News, Notes and Quotes (July 6, 2005)
Roger Clemens is The Invisible Woman
My news-gathering gig over at Rotoworld forces me to read just about every baseball-related article in just about every major newspaper in the country on a daily basis, and so I naturally come across a lot of things that make me shake my head. Leading up to Sunday’s All-Star selections, for instance, countless column inches were devoted to which players deserved to make the team, a topic even I am guilty of taking up last week.
By my unofficial count, baseball writers across the country felt strongly that no fewer than about 187 players deserved to have made the AL and NL All-Star teams, which is only about three times as many players as could literally have made the teams. In other words, every guy having something resembling a decent season got a few nice words in the local paper come All-Star time. I supposed it’s a bit like a big company handing out a bonus come holiday time to keep the workers happy.
Another topic popping up a lot of late is midseason award picks. Most papers, in addition to having a beat writer following the team on a daily basis, have a general baseball writer covering the national scene. For instance my local paper, the Minneapolis Star Tribune, has LaVelle E. Neal covering the day-to-day beat of the Twins, with injury updates, game stories, and quotes galore, while Joe Christensen writes columns about stuff like the importance of one-run games (sounds familiar, doesn’t it?) and reacts to breaking news like the whole Kenny Rogers saga.
The similarity of the coverage given to baseball is interesting, in that few newspapers stray from an obvious formula that seems to have been accepted nationally. Nearly every sports section has a daily “notebook” that includes injury updates and random minutiae that goes along with a cookie-cutter game story. The only place the coverage tends to differ is in the type of opinion column the papers allow their national baseball writers to have, and not coincidentally this is the area where some really frustrating, illogical, make-you-want-to-slam-your-head-into-a-wall things are written.
My nomination for such a thing this week comes courtesy of the Milwaukee Journal Sentinel‘s Tom Haudricourt, whose Sunday column included all sorts of first-half awards. Under “NL Cy Young,” Haudricourt wrote the following:
Dontrelle Willis, Florida: So many NL pitchers have had outstanding first halves, but how can you pick against the flamboyant lefty who took a 12-3 record and 2.04 earned run average into weekend play? Amazingly, Roger Clemens, at age 42, would be the leader again if his offense provided more support – and victories. Runner-up: Clemens.
Now, if someone with a baseball column wants to say that they think Dontrelle Willis has been a better pitcher than Roger Clemens this season, that’s fine. It’s wrong, but it’s fine. But if they want to say that Clemens would deserve the NL Cy Young award “if his offense provided more support” … well, then they enter into the realm of making me want to bash my head into immovable objects.
Here I was, for all these years, naively thinking that the best pitcher in the league deserved to win the Cy Young award. Apparently that’s not the case, because how else could you explain a baseball writer for a major newspaper in a major-league city writing that the amount of runs the Houston Astros’ offense scores plays a factor in Clemens’ candidacy. And not just a small factor, enough for Haudricourt to write that Clemens “would be the leader again if his offense provided more support.”
I have ranted about this very issue numerous times in the past, so it’s not exactly shocking. However, for someone to come out and say this in such frustratingly blunt terms is eye-opening. We’ve seen Gold Glove awards given to players based on their offense, which seems ridiculous enough, but at least the player receiving the award for his defense is actually responsible for the offense too. In this case, Clemens is being judged on the things Craig Biggio and company do (or don’t do, like score runs).
How in the world does a presumably intelligent grown man being paid to write about baseball in a major newspaper think that makes any sense at all?

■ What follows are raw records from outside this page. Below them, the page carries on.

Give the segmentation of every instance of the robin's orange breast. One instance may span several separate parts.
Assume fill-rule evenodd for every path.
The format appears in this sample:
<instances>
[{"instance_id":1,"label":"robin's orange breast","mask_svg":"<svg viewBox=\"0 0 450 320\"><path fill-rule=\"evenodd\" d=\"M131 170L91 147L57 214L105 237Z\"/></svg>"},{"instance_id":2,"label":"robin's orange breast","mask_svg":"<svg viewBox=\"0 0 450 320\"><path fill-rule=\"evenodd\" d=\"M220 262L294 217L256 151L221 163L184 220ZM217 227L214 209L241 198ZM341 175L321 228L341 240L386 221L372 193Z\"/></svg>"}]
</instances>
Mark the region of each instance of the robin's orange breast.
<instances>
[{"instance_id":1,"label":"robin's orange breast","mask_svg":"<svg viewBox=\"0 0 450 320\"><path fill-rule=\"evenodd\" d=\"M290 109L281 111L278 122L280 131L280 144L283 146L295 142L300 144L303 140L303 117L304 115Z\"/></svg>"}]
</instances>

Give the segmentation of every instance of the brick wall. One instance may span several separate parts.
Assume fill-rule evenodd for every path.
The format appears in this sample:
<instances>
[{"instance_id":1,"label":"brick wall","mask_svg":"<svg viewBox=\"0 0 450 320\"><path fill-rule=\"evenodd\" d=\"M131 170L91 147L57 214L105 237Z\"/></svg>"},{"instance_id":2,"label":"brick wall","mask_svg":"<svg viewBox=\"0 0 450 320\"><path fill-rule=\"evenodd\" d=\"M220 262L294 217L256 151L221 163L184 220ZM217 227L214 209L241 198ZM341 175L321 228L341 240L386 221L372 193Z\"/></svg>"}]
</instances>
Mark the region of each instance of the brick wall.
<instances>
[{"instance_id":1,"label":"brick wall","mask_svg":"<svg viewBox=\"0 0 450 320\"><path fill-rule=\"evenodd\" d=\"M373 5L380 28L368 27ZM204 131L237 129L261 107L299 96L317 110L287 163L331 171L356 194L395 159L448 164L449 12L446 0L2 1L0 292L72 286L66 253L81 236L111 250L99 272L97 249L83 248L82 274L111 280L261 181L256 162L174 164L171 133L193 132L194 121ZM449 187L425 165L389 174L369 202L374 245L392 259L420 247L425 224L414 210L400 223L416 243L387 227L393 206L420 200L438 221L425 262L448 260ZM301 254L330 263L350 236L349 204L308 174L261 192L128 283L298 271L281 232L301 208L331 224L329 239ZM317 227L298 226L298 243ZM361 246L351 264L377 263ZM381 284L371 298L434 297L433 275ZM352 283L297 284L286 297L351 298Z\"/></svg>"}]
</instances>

The disconnect between the two things here — Clemens’ pitching and Houston’s hitting — is so severe that it’s like someone saying, “Jessica Alba is sexy enough to be the best-looking woman in the world, if only her brother wasn’t so ugly.”
How Big Are These Rosters, Again?
Just so you don’t think I was kidding about the number of players who were described as being “snubbed” for not receiving an All-Star selection, here is an incomplete list of the players I found mentioned in various newspaper articles describing the snubbings. Because the list would get unmanageably long if I included both leagues, I’ll limit things to only the AL. Oh, and the linked articles are simply examples, not even close to the only mentions.
And I’m sure I missed a few. Even if you account for the columns asking for Rogers to be removed from the team, that leaves no fewer than 69 players (the 39 listed above, plus the 30 who already made the team) who have been described as varying degrees of “deserving” for the All-Star team. All of which means there could be two AL teams, both made up of 32-man rosters, and there would still be five guys who someone thought should have made one of the teams.